“Wait. What? Don’t run a wellness program? But Workplace wellness can improve productivity, reduce injuries, reduce absenteeism, help us retain staff and enhance our corporate reputation.” Yes, that’s what I am saying – DON’T RUN A WELLNESS PROGRAM. At least not in the way that most companies do.
At Employ Health we see all too often a wellness program that is a flavour of the month initiative, something that gets rolled out when times are good and there is some extra money in the budget. We also see these types of programs rolled out in response to incident or event. It gets the ball rolling, however as time passes, enthusiasm wanes until the next incident happens. Workers see the posters that have been put up, they hear the message fleetingly and then notice it’s absence. Then further down the track, another incident happens and your workers hear you calling “we care again now – sign up for this new initiative.” Their trust is gone. Wellness programs run this way fail and are a waste of money.
One of my colleagues, Matthew Stewart, explains this phenomenon well by relating it to a diet. We are all on ‘a diet,’ as a diet is simply what we habitually eat. Your wellness diet, is what you habitually do day in day out to improve the health and wellness of your employees. It does not change when business is good or bad. It does not stop and start, it’s just what you do.
The typical workplace wellness program is just like a ‘fad’ diet. This may seem to work well for a while before everything slips back into the same old ways.
So how do you get your ‘wellness diet’ right?
First, start by seeing your people as an asset and not a liability. Start with the fundamental belief that your people are important to you, and that caring for their health is fundamentally important for your business too.
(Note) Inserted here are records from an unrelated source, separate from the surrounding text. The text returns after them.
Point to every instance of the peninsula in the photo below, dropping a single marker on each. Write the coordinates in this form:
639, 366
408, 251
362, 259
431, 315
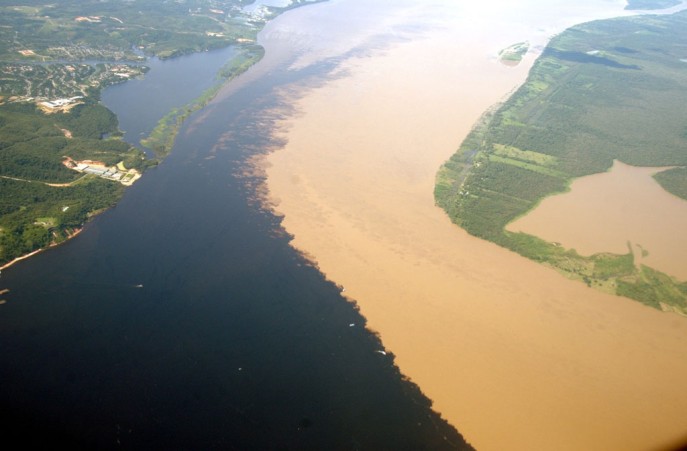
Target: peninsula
55, 59
602, 91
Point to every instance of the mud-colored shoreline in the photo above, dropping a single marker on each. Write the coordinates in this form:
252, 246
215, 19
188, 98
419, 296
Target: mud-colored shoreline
513, 354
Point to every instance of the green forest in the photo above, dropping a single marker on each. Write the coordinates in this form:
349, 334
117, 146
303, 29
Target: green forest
602, 91
46, 51
33, 147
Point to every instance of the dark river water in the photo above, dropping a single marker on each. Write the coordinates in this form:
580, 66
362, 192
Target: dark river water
182, 318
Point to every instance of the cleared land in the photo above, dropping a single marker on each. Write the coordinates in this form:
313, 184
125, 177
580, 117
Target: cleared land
603, 91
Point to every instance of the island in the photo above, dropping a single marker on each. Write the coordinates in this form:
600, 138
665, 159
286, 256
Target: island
601, 92
55, 60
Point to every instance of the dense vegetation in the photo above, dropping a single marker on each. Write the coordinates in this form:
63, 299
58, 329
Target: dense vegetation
46, 53
93, 28
601, 91
43, 201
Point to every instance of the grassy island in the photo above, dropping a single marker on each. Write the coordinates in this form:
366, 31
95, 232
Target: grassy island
61, 153
603, 91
A&L Windows and Doors are an example of a business that is getting this right. For A&L, wellness is not a three month initiative because that is the flavour of the month.
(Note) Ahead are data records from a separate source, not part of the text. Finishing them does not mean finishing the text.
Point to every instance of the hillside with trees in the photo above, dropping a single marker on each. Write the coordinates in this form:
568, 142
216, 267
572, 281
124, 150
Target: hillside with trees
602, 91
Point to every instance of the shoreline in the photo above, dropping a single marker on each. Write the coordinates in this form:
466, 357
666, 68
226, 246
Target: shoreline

Their Wellness Centre at Stapylton is unheard of in a business of their size. Workers have access to physiotherapy, pilates and yoga. Some of their older workers do two sessions of exercise onsite every week – during work time. Office staff have sit stand desks and do group dynamic stretches twice per day. They have a Wellness Tribe, made up of workers from different departments, that are involved developing wellness ideas and sharing them with their colleagues. And that is just the start.
Caring about the health and wellness of their employees is one of the core beliefs in their business, and in fact they recognise this as being central to their overall success.
When workplace wellness programs work there is no start or end date. There is just a fundamental commitment or belief that the people in the business are the most important asset. Caring for the health and wellness is not something that happens when business is going well, it just happens – always.